Our post-break discussion broke into the first chapter of the work, “Psyche.” We noted how the first line of the chapter, just like the previous chapter, contains a ‘one day.’ Derrida claims that his narrative will not only revolve around this mythological ‘one day’ but also around a someone – a woman, Psyche. Here Derrida is being playful with the Greek preposition peri, which can mean around in a geographical sense (think of the word ‘perimeter’), as well as about in the sense that Aristotle’s work is about the soul, or Plato’s Republic is about justice. He is also playing with the title of Aristotle’s work, Peri Psuches, and the subject of this chapter, a personified Psyche from Nancy (and Freud). There is another hinge here between the two senses of peri, a hinge which is lost by the Latinization of Aristotle’s title into De Anima. What did Heidegger say about the Latinization of Greek and its effect on Western thought? “The rootlessness of Western thought begins with this translation” (The Origin of the Work of Art). Yikes.

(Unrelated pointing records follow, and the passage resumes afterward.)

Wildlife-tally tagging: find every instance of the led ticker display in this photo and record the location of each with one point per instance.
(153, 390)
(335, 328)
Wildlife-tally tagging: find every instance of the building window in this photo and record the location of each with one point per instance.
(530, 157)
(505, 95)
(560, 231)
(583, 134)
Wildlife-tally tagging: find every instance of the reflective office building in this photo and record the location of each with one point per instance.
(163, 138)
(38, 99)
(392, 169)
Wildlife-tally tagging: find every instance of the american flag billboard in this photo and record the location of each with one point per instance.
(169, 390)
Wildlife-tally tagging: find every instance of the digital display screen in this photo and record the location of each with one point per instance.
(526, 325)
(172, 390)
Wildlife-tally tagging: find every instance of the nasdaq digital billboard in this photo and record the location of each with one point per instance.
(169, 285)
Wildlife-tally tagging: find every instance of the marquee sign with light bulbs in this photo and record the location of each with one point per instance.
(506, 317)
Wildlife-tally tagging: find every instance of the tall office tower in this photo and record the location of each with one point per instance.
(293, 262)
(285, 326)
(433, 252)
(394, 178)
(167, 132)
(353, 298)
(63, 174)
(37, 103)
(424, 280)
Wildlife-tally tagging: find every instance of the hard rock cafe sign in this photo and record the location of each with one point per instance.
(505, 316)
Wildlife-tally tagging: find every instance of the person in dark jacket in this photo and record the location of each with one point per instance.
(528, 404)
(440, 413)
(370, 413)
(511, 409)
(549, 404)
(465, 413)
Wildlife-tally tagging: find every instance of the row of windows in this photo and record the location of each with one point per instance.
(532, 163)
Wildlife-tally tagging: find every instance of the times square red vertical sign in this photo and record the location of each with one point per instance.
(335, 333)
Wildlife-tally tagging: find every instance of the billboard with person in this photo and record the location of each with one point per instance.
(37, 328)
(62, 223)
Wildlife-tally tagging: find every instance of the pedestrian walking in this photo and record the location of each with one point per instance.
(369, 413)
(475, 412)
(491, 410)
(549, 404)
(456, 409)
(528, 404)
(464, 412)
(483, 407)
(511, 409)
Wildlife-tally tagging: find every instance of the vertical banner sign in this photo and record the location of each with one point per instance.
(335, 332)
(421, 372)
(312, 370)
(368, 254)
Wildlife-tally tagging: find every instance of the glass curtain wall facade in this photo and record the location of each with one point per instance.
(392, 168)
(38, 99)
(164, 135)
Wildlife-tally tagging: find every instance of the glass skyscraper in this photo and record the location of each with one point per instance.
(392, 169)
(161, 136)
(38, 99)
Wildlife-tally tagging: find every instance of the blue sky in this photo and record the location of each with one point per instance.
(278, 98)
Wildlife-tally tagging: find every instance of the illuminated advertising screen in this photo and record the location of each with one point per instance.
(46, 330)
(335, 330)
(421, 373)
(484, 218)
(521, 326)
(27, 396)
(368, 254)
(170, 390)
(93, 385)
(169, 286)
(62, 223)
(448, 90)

We examined the late unpublished note from Freud: ‘Psyche is extended, knows nothing about it.’ (About it? Concerning it? Around it?). The few paragraphs from Nancy, quoted on pp. 12-13, imply that Psyche is extended, which is the one ‘thing’ that she is certainly not supposed to be, especially after Descartes. The scene in which she lies in the coffin, oblivious, while those around her, Eros included, simply stand there and look reminded us of the earlier passage on death (p. 3). We debated in brief what Nancy and Derrida might be implying with an extended Psyche. The unconscious? After all, she knows nothing about it. Hugh offered an interesting reading, taking Freud’s German word, ausgedehnt, as ‘stretched out’ or ‘strung out’ rather than ‘extended.’ This reading may offer a way ‘around’ the ‘extended’ Psyche in favor of a different psychological reading – the being ‘strung out’ as a state of mind, or something like that. I think in the end, we agreed that Derrida and Nancy are interested in Psyche as a res extensio.

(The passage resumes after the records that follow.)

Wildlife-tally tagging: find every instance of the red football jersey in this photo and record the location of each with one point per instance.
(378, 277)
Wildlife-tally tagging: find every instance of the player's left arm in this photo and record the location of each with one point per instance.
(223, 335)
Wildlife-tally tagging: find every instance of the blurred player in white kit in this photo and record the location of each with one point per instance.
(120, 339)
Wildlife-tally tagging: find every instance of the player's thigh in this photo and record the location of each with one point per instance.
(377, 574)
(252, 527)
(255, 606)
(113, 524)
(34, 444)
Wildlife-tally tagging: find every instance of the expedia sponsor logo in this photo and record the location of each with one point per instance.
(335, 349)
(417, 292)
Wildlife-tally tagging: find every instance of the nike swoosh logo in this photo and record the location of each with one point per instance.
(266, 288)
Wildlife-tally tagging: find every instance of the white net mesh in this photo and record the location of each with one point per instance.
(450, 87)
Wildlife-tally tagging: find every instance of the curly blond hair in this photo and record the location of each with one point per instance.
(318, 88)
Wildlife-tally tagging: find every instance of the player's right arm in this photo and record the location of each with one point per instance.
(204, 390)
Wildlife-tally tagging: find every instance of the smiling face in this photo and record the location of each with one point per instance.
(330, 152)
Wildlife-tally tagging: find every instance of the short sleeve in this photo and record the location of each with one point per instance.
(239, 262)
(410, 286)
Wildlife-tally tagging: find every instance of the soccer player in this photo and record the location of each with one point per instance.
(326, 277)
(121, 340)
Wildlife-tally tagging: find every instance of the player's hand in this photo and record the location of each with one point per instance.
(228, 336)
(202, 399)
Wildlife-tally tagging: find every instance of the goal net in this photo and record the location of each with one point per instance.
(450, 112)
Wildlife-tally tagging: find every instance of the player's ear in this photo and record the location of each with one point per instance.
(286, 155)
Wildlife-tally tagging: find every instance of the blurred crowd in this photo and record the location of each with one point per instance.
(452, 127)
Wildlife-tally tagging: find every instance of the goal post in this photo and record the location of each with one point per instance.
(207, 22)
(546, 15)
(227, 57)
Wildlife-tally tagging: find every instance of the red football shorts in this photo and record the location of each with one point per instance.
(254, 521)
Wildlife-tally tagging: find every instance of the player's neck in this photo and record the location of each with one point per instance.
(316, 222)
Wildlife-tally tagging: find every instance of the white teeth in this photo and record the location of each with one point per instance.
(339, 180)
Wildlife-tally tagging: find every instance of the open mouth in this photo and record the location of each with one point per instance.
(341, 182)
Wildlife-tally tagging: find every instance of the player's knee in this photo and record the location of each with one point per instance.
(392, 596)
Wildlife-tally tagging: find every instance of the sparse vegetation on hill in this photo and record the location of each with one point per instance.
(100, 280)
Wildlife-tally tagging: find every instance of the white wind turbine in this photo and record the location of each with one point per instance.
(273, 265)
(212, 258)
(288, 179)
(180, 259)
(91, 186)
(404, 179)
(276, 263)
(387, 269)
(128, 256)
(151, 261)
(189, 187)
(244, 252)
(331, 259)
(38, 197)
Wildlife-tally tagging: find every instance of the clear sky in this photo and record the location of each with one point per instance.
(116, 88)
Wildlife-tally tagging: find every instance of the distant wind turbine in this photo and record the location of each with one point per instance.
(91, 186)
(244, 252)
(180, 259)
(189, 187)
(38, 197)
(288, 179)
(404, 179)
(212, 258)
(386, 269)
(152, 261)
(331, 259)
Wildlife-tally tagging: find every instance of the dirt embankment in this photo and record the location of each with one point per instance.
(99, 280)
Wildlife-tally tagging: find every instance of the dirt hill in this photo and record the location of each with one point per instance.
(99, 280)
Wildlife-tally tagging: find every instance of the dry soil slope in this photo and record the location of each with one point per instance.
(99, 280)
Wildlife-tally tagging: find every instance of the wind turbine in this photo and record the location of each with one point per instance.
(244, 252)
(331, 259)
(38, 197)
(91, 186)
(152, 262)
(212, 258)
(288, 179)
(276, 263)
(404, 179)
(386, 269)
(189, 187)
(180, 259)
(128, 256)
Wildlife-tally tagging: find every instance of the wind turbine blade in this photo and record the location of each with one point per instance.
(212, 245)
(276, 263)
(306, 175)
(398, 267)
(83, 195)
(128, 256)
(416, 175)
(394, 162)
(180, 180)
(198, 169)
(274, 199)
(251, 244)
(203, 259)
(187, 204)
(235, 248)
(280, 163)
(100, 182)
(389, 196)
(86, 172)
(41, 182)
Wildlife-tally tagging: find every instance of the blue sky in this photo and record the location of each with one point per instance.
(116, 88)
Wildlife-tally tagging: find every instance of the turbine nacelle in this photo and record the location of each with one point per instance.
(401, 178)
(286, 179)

We spent some time pondering Derek’s question concerning a possible connection between the ‘she’ of the original question of the book, and Psyche herself. Though we pondered, we left that issue without resolution, though we made some interesting connections between ‘day and night,’ the time of the arrival of la question, and Psyche’s burial.

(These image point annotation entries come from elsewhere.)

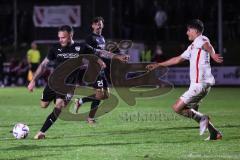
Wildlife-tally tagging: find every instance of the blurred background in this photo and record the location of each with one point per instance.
(157, 28)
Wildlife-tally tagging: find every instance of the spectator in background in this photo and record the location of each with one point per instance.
(2, 60)
(12, 75)
(22, 72)
(160, 19)
(33, 57)
(146, 54)
(158, 54)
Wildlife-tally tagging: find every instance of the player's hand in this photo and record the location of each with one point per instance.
(123, 58)
(102, 65)
(217, 58)
(151, 67)
(31, 85)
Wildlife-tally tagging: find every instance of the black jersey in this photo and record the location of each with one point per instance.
(96, 41)
(59, 54)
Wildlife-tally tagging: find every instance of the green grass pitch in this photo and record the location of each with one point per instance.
(128, 132)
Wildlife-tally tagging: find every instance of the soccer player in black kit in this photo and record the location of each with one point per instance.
(66, 49)
(96, 40)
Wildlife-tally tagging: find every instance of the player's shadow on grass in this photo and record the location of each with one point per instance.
(37, 147)
(30, 157)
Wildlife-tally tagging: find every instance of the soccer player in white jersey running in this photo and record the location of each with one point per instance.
(198, 54)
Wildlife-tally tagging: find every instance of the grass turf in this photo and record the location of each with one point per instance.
(149, 130)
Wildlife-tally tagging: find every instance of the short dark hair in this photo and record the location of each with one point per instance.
(196, 24)
(66, 28)
(97, 19)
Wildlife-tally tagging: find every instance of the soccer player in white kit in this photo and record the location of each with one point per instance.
(198, 54)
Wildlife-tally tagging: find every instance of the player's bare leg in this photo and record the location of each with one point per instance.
(101, 94)
(181, 108)
(44, 104)
(60, 103)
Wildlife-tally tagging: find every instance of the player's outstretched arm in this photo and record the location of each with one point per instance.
(110, 55)
(101, 63)
(170, 62)
(209, 48)
(41, 68)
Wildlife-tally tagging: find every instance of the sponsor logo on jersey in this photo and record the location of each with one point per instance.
(77, 48)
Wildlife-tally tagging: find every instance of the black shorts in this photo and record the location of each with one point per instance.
(101, 82)
(34, 66)
(49, 95)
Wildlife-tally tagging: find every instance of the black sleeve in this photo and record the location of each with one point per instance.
(87, 49)
(89, 40)
(51, 54)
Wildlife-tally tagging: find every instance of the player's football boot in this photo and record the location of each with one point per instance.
(91, 120)
(214, 136)
(40, 135)
(203, 124)
(77, 105)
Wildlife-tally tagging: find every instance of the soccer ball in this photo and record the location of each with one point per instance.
(20, 131)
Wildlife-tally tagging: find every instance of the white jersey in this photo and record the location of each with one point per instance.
(200, 69)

Lastly, we began to look at the tôt on which Derrida speaks at length beginning on p. 13. The question of ‘too early’ arose with regard to death. What does it mean to die too early? Is not death something that always comes too early? How does this relate to la question, which arrived before the invitation (see p. 1)? This is the true test of hospitality. The last moments of the session were a bit of a hodge-podge. We were racing, with absolute speed (tôt), from one section of the text to another. The question of the ‘too soon’ still stands before us, as does the rest of the first chapter and the whole of chapter two. Let us make haste into the text.